DNA profiling, based on typing individual very variable minisatellites in the human genome, was also developed by Alec Jeffreys and his staff in 1985, with the term (DNA fingerprinting) being retained for the first test that sees multiple minisatellites simultaneously. DNA profiling made the system more robust, more reproducible, and amenable to computer databases by focusing on just a few of these highly variable minisatellites. It soon became the industry's most common forensic DNA system used in criminal case research and paternity testing around the world.

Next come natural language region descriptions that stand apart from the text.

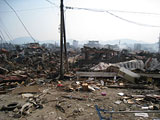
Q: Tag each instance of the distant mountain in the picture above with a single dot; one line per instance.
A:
(22, 40)
(124, 41)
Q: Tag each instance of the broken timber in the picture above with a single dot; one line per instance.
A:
(95, 74)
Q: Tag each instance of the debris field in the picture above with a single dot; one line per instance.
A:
(100, 84)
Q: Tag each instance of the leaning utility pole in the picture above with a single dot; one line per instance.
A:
(65, 47)
(63, 39)
(159, 44)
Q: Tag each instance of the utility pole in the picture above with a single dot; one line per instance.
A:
(65, 47)
(63, 39)
(159, 44)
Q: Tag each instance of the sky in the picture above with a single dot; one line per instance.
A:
(42, 20)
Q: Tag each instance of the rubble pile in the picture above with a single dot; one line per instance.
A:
(118, 80)
(26, 65)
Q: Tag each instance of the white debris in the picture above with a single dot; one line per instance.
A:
(121, 94)
(141, 115)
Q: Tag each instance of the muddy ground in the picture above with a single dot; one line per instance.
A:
(56, 107)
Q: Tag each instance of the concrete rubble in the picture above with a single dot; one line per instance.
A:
(30, 87)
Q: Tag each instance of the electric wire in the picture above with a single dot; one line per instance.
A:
(96, 10)
(51, 3)
(20, 20)
(23, 10)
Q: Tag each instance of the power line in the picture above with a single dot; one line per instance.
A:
(20, 20)
(99, 10)
(96, 10)
(51, 3)
(6, 30)
(23, 10)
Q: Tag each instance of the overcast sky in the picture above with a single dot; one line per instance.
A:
(42, 19)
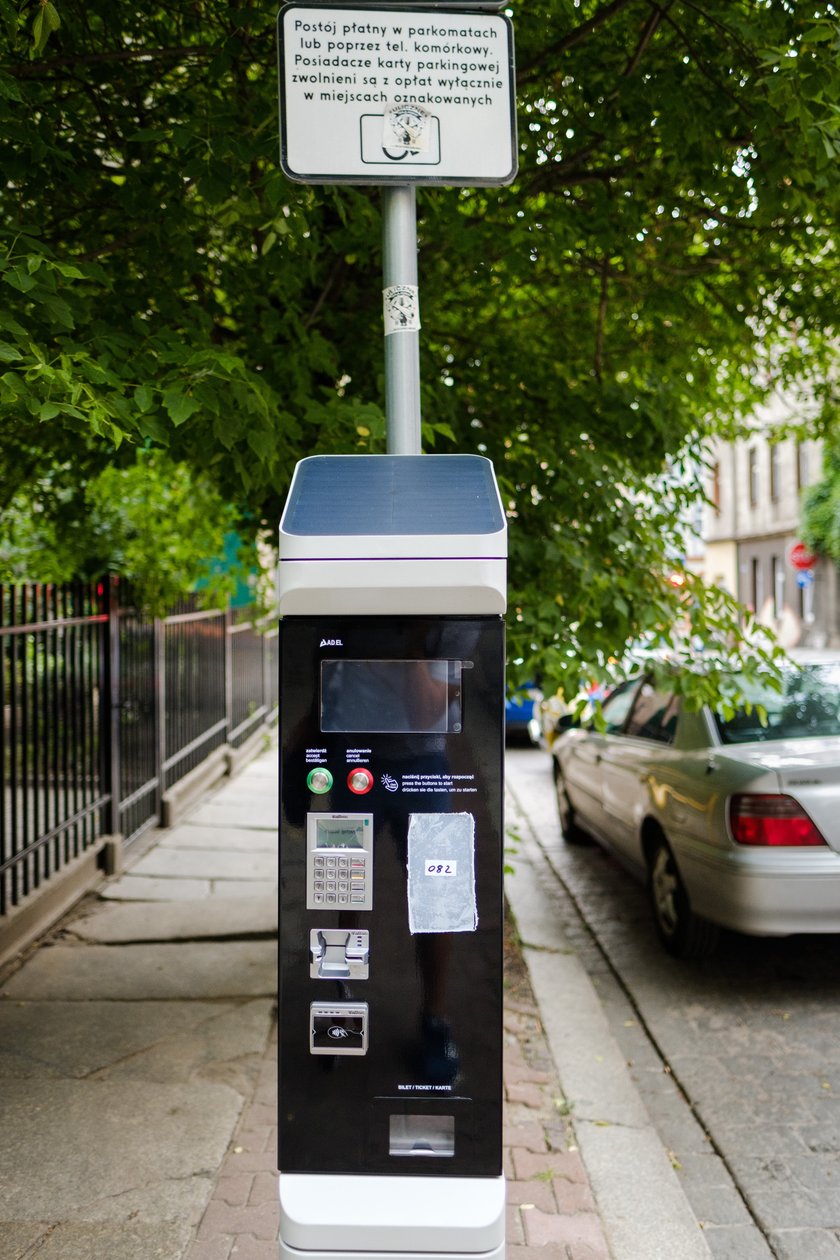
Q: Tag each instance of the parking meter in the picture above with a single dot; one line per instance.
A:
(392, 586)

The introduction of DNA amplification by polymerase chain reaction (PCR), which allowed automation, greatly improved accuracy, and a move to alternative marker systems, opened up new avenues in forensic DNA analysis, enabling automation, greatly enhanced sensitivity, and a switch to alternative marker methods. Variable microsatellites, also known as short tandem repeats (STRs), are the most commonly used markers in the Mengele case, which Jeffreys first exploited in 1990. STR profiling was further developed by a team of scientists led by Peter Gill at the Forensic Science Service in the 1990s, which enabled the establishment of the UK National DNA Database (NDNAD) in 1995. Hundreds of samples can be processed each day using highly automated and sophisticated techniques. With the new NDNAD's newest technology, sixteen microsatellites, as well as a marker for sex determination, are used, giving a discrimination power of one in more than a billion. Anyone arrested in England, Wales, or Northern Ireland is arrested on British law and stored on the website whether or not they are guilty (different rules apply in Scotland). The national database held the DNA of nearly 5.6 million people in 2020. Jeffreys has opposed the current use of DNA profiling, where the government has access to the database, and has instead suggested a database of all people's DNA, which will be managed by an independent third party.